Duffy led 41 student members of the Yale Concert Band, six Yale Percussion Group grad students, three documentarians and a staff member on 12 days of cultural exchange, musical research and community service in the African country of Ghana.

The delegation studied, performed and recorded traditional drumming and dance pieces with Ghanaian master drummers, the first time that some of the pieces have been performed in decades.

Students performed “unity” concerts at two universities and a joint concert with the National Symphony Orchestra of Ghana on May 23 to benefit the Ghana-Yale Partnership for Global Health.

Hours after returning, Duffy went to China with Linda Pellico of Yale’s Nurse Practitioner Program because he created an intervention to teach nurses how to use a stethoscope.

“I’m doing lots of work with medical people,” Duffy said Tuesday, after returning from China Sunday night, “because all the things that have to do with frequency or periods (of a sound wave) have to do with music, and I’m trying to subordinate music as a learning tool for people who have to listen to body sounds.”

That program is cutting in half the time it takes someone to gain competence on a stethoscope, Duffy said, and the Chinese seem eager to adopt it.

But back to Ghana.

It’s not the Yale band’s first trip around the global block, as it were.

The concert band has been travelling internationally every two years since Duffy came to Yale in 1982. Originally it was to export American band music and come into contact with other cultures, he said. But quickly elements of social philanthropy were added — a concert to raise money for the Hamilton Cathedral in Bermuda, another for Ethiopian famine relief.

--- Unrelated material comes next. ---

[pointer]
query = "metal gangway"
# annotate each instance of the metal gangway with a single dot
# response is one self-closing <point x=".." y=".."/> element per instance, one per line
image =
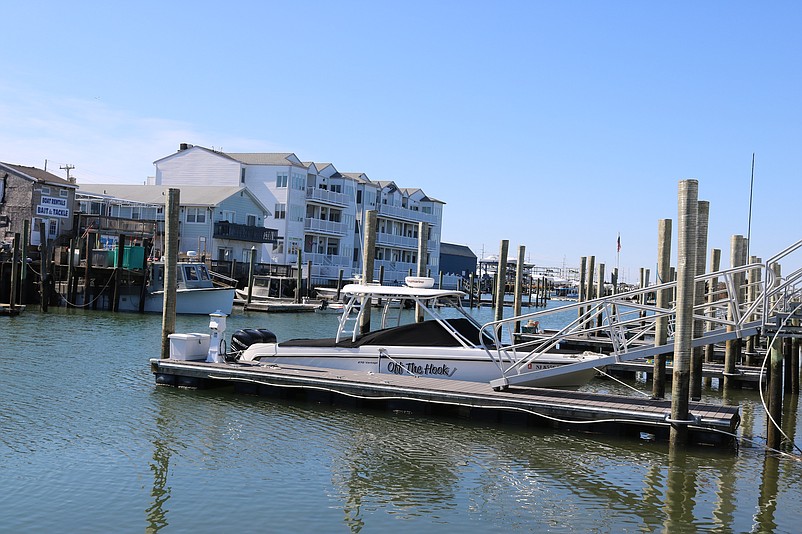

This one had plenty of that element too.

“We brought the six grad students from the percussion studio and we had two sessions where they were immersed ... in the world of African drumming. And we had two two-hour tutorials that were filmed to teach the novices how to do African rhythms (which every child in the village of Yamoransa can do). And when we heard them, we’d be capping the beat only to realize we were wrong. That’s how fundamental it’s different.”

Duffy called the give and take “the most genuine reciprocity I’ve ever seen” as the band played and spoke in villages and at the national theater in a Ghana/Yale HIV initiative.